The multinomial regression modelling approach identified a single combination of biomarkers for the risk assessment of PCa and high-grade PCa. However, two different sets were selected to estimate the risk of PCa and high-grade PCa in the logistic regression approach. The use of logistic regression helps to access the partial effect of the biomarkers on either detecting PCa or high-grade PCa, while the use of multinomial regression reduces the standard errors36. Both of these methods are employed in previous studies, including, the European risk calculator (ERSPC-RC9) used the logistic regression approach, and two American risk calculators (PCPT-RC10 and PBCG-RC11) are developed using the multinomial regression.

The use of a logarithm transformation for some biomarkers in the model (e.g. IL-1β) represents a nonlinear effect of the biomarker on the risk, which indicates that a small change in the biomarker is critical. In contrast, the linear effect of some biomarkers in the model (e.g. E-selectin) represents that a change in any value of the biomarker has the same importance. The use of both linear and logarithm effects of the biomarkers in the model (e.g. IL-1α) indicates that, although any change in the biomarker is important, a small change in the values of the biomarkers are more critical.
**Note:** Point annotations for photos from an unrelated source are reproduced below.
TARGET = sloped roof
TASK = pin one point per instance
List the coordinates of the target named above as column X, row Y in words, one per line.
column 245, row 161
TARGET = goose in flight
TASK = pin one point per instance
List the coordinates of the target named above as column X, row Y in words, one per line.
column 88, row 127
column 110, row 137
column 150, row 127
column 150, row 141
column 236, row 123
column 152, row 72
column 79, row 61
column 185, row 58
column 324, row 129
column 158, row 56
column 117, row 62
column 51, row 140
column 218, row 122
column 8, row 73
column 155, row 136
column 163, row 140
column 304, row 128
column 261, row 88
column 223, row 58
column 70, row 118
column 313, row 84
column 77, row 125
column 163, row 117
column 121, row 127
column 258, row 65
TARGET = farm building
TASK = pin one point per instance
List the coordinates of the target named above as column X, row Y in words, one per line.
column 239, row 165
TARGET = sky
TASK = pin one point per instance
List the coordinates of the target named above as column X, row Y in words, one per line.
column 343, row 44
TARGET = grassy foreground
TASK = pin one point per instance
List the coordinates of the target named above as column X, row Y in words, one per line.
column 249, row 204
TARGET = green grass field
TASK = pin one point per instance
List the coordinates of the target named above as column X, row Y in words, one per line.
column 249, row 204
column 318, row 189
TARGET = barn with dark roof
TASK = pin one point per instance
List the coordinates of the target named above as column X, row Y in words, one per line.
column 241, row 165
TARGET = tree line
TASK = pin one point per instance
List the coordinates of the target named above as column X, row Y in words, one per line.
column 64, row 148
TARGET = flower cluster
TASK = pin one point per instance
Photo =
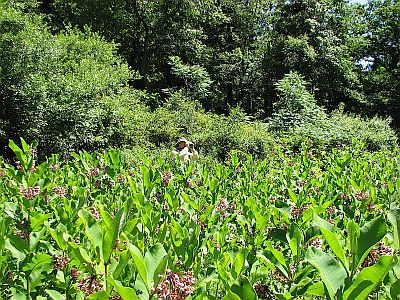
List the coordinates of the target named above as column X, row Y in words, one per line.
column 222, row 205
column 54, row 167
column 360, row 196
column 22, row 234
column 121, row 178
column 262, row 290
column 30, row 192
column 176, row 286
column 167, row 178
column 60, row 190
column 296, row 211
column 95, row 213
column 301, row 182
column 279, row 277
column 93, row 172
column 75, row 273
column 119, row 246
column 60, row 262
column 374, row 254
column 89, row 285
column 331, row 210
column 317, row 243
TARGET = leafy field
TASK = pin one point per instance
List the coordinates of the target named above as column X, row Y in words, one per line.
column 300, row 225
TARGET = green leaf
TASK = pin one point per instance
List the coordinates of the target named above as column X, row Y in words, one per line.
column 111, row 235
column 187, row 199
column 55, row 295
column 278, row 255
column 80, row 253
column 295, row 239
column 316, row 289
column 17, row 246
column 156, row 261
column 244, row 289
column 238, row 264
column 92, row 230
column 231, row 296
column 140, row 264
column 102, row 295
column 394, row 218
column 293, row 196
column 39, row 261
column 330, row 236
column 126, row 293
column 18, row 152
column 37, row 219
column 353, row 232
column 114, row 157
column 395, row 290
column 369, row 278
column 370, row 234
column 332, row 273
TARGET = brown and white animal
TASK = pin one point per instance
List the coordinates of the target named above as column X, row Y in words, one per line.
column 185, row 150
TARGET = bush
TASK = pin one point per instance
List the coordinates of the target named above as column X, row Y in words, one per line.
column 297, row 116
column 57, row 89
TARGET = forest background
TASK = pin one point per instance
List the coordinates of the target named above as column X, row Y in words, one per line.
column 227, row 74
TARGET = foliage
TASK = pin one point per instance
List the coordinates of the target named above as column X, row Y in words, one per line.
column 299, row 225
column 297, row 113
column 296, row 106
column 56, row 88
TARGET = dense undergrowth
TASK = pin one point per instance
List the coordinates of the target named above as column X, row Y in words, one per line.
column 300, row 224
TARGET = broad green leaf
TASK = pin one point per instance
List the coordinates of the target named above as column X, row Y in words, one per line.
column 126, row 293
column 92, row 230
column 37, row 219
column 140, row 264
column 111, row 235
column 55, row 295
column 38, row 262
column 295, row 239
column 156, row 260
column 80, row 253
column 394, row 218
column 316, row 289
column 102, row 295
column 243, row 289
column 332, row 273
column 353, row 232
column 18, row 247
column 278, row 255
column 330, row 236
column 369, row 278
column 187, row 199
column 293, row 196
column 395, row 290
column 231, row 296
column 370, row 234
column 238, row 264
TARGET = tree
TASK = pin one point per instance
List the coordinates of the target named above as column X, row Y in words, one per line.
column 379, row 57
column 311, row 38
column 56, row 88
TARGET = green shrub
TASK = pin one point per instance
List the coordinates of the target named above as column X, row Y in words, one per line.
column 297, row 117
column 57, row 89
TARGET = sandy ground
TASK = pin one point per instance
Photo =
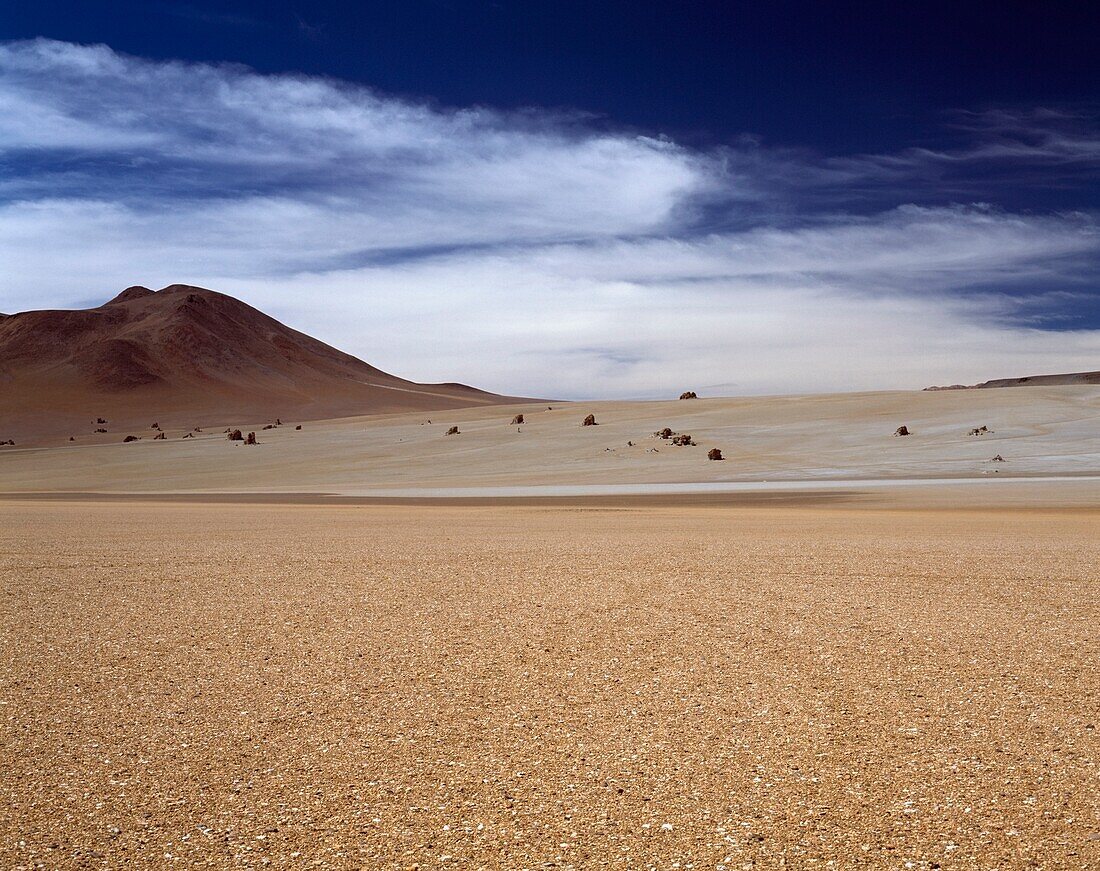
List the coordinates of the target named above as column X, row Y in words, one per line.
column 817, row 440
column 380, row 686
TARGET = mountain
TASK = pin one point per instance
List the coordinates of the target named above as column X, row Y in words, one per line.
column 1029, row 381
column 187, row 356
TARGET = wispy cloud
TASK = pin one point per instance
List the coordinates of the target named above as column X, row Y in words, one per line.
column 537, row 252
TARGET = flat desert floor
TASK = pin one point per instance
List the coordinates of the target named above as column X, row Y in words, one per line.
column 376, row 686
column 828, row 440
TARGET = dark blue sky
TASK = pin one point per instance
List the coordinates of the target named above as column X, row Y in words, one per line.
column 837, row 77
column 838, row 180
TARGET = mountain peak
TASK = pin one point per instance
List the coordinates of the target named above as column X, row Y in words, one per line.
column 136, row 291
column 190, row 353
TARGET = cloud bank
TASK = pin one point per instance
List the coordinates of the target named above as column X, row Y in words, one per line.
column 543, row 253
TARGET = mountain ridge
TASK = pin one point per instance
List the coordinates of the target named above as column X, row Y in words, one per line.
column 189, row 353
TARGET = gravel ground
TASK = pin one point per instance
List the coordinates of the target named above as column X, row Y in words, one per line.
column 365, row 686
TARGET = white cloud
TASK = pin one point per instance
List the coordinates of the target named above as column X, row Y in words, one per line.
column 528, row 253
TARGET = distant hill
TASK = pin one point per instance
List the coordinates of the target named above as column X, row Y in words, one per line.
column 187, row 356
column 1029, row 381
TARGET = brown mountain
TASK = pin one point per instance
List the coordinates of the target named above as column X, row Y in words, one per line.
column 1029, row 381
column 187, row 356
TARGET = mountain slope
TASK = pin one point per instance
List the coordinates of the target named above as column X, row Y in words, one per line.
column 1030, row 381
column 189, row 356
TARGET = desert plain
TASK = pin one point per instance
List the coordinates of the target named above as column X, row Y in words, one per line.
column 369, row 645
A limitation of the study is not having PSA density as a variable which is part of the ERSPC-PC8. We did not have access to the prostate volume data for this study at the time of patient recruitment as the Irish health care setting did not facilitate the collection of prostate volume until the TRUS biopsy was carried out.

Conclusion

Our study has demonstrated that as both models are well calibrated and utilise variables that are available from the patient (Age, Family history, DRE and Previous Biopsy) and assessed from their blood sample they are appropriate for individualized risk assessment. Both models show a statistically significant improvement above the IPRC justifying the addition of the serum biomarkers and their clinical use. Selecting the best model requires additional validation cohorts which would be used to independently validate and identify the best model and select the appropriate thresholds which are clinically accepted and maximize their discrimination and clinical benefit.